The investigation employed more than 50 attorneys from Cooley, along with outside contract review attorneys and forensic accounting specialists from Secretariat. Their comprehensive review found no substantial concerns about the integrity of Super Micro’s senior management or Audit Committee.
In response to the findings, Super Micro has announced several organizational changes. The company is actively searching for a new CFO, though current CFO David Weigand will remain in his position until a successor is named. Additionally, Kenneth Cheung, previously vice president of finance and corporate controller, has been appointed as chief accounting officer.
The company faces ongoing challenges regarding its Nasdaq listing status due to delayed financial reports. However, Super Micro has expressed confidence in its ability to become current with its periodic reports and maintain its listing.
Trading activity showed strong institutional investor participation, with above-average volumes supporting the price increase. The stock has now more than doubled from its recent lows, though it remains well below its early-March peak.
Despite the positive findings, major investment firms have maintained a cautious stance.
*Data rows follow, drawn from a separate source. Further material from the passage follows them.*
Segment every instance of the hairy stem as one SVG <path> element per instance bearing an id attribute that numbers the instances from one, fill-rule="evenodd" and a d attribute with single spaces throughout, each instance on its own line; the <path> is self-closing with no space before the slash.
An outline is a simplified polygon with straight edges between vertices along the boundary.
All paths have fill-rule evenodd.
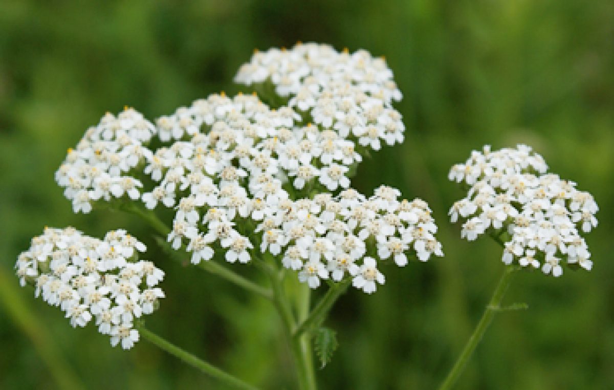
<path id="1" fill-rule="evenodd" d="M 184 363 L 200 370 L 212 378 L 214 378 L 220 383 L 225 385 L 225 386 L 247 390 L 255 390 L 257 389 L 257 388 L 246 383 L 240 379 L 222 371 L 216 366 L 201 360 L 191 353 L 169 343 L 142 326 L 139 327 L 138 330 L 141 335 L 152 344 L 179 359 Z"/>
<path id="2" fill-rule="evenodd" d="M 316 390 L 316 376 L 313 372 L 313 362 L 311 361 L 311 354 L 304 349 L 301 340 L 293 337 L 293 331 L 296 327 L 296 321 L 292 314 L 290 301 L 286 294 L 282 284 L 282 278 L 276 268 L 272 266 L 265 268 L 271 279 L 273 292 L 273 303 L 275 308 L 281 317 L 284 324 L 284 331 L 290 343 L 295 366 L 297 370 L 297 378 L 298 387 L 301 390 Z"/>
<path id="3" fill-rule="evenodd" d="M 462 373 L 465 365 L 467 365 L 467 362 L 471 359 L 471 356 L 473 353 L 473 351 L 478 346 L 478 344 L 482 340 L 484 333 L 491 324 L 491 322 L 492 321 L 495 314 L 500 311 L 501 300 L 503 299 L 505 291 L 507 290 L 507 287 L 511 281 L 511 276 L 518 270 L 518 267 L 515 265 L 510 265 L 505 268 L 505 271 L 503 272 L 501 279 L 499 279 L 499 283 L 495 288 L 494 292 L 492 293 L 490 302 L 488 302 L 486 309 L 484 310 L 484 314 L 482 314 L 481 319 L 480 319 L 478 326 L 473 330 L 473 333 L 469 338 L 467 344 L 465 345 L 465 348 L 463 348 L 462 352 L 460 353 L 460 355 L 456 360 L 456 362 L 454 363 L 452 369 L 448 373 L 448 376 L 446 377 L 446 380 L 440 386 L 439 390 L 449 390 L 451 389 Z"/>
<path id="4" fill-rule="evenodd" d="M 273 292 L 271 290 L 256 284 L 239 274 L 233 272 L 221 264 L 219 264 L 214 261 L 202 261 L 199 264 L 199 267 L 208 272 L 225 279 L 239 287 L 243 287 L 248 291 L 260 295 L 263 298 L 265 298 L 269 300 L 273 300 Z"/>
<path id="5" fill-rule="evenodd" d="M 331 286 L 309 316 L 303 320 L 294 330 L 293 337 L 297 338 L 300 338 L 303 333 L 313 330 L 314 328 L 319 326 L 330 308 L 335 304 L 339 297 L 348 289 L 350 281 L 351 279 L 348 279 Z"/>

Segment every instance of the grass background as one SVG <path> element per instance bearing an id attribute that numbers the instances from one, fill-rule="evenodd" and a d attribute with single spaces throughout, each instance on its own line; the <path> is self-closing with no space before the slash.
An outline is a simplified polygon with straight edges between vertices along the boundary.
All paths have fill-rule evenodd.
<path id="1" fill-rule="evenodd" d="M 128 105 L 155 118 L 234 93 L 254 48 L 300 40 L 386 56 L 404 93 L 406 141 L 363 163 L 353 185 L 427 200 L 446 255 L 389 271 L 373 296 L 340 300 L 328 325 L 341 346 L 317 372 L 321 388 L 439 383 L 502 270 L 494 243 L 462 241 L 447 222 L 462 195 L 448 170 L 484 144 L 524 142 L 595 196 L 594 268 L 518 276 L 506 300 L 529 310 L 497 316 L 457 388 L 614 388 L 613 36 L 611 1 L 0 0 L 0 388 L 217 388 L 146 342 L 126 353 L 93 326 L 72 329 L 19 288 L 12 267 L 45 225 L 146 235 L 121 214 L 73 214 L 54 182 L 66 149 L 104 112 Z M 156 260 L 168 298 L 150 329 L 264 388 L 292 388 L 266 302 Z"/>

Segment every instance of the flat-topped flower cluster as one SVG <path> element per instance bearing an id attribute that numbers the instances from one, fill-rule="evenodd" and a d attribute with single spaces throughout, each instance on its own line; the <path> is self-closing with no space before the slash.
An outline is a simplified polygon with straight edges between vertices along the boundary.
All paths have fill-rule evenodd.
<path id="1" fill-rule="evenodd" d="M 73 327 L 95 319 L 112 345 L 129 349 L 139 340 L 134 318 L 153 313 L 164 297 L 156 287 L 164 272 L 137 260 L 146 249 L 125 230 L 99 240 L 72 228 L 45 228 L 19 255 L 15 268 L 21 286 L 33 284 L 35 296 L 59 306 Z"/>
<path id="2" fill-rule="evenodd" d="M 402 266 L 408 255 L 443 255 L 425 202 L 399 201 L 385 187 L 368 199 L 344 190 L 361 153 L 403 140 L 391 106 L 401 95 L 383 60 L 307 44 L 257 53 L 250 64 L 237 80 L 273 83 L 287 106 L 222 93 L 155 125 L 132 109 L 107 114 L 56 173 L 75 211 L 117 199 L 172 208 L 168 241 L 193 263 L 267 252 L 313 288 L 352 277 L 370 293 L 384 281 L 375 259 Z"/>
<path id="3" fill-rule="evenodd" d="M 591 254 L 580 232 L 597 226 L 599 208 L 590 193 L 547 171 L 543 158 L 524 145 L 473 151 L 450 171 L 450 180 L 467 189 L 450 210 L 452 221 L 465 221 L 461 235 L 470 241 L 488 233 L 504 241 L 506 264 L 554 276 L 565 263 L 589 270 Z"/>
<path id="4" fill-rule="evenodd" d="M 403 142 L 401 115 L 392 107 L 401 99 L 392 71 L 366 50 L 340 53 L 326 44 L 297 44 L 292 49 L 256 52 L 235 82 L 272 84 L 289 107 L 343 138 L 379 150 Z"/>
JPMorgan kept its underweight rating on the stock, citing the need for increased visibility into compliance matters. The firm identified two key areas to monitor: whether new auditor BDO accepts the committee’s findings or conducts its own review, and Nasdaq’s response to Super Micro’s compliance extension request.
Rosenblatt analysts acknowledged the committee’s findings but suspended their rating, price target, and estimates pending further clarity on the company’s financial situation. This reflects ongoing uncertainty in the market despite the investigation’s positive outcome.
The stock’s technical indicators show improving momentum, with the relative strength index (RSI) rising though still below 50. Key resistance levels to watch include $50, which coincides with the early-August trough and late-October peak, and $64, near the August countertrend high.
Super Micro has stated it does not expect to restate its quarterly reports for fiscal 2024 or prior fiscal years. The board has adopted all of the special committee’s recommendations, though specific details of these recommendations have not been disclosed.
The company’s relationship with AI chipmaker Nvidia has helped drive its business growth during the artificial intelligence boom, contributing to record highs in its stock price before the accounting allegations emerged.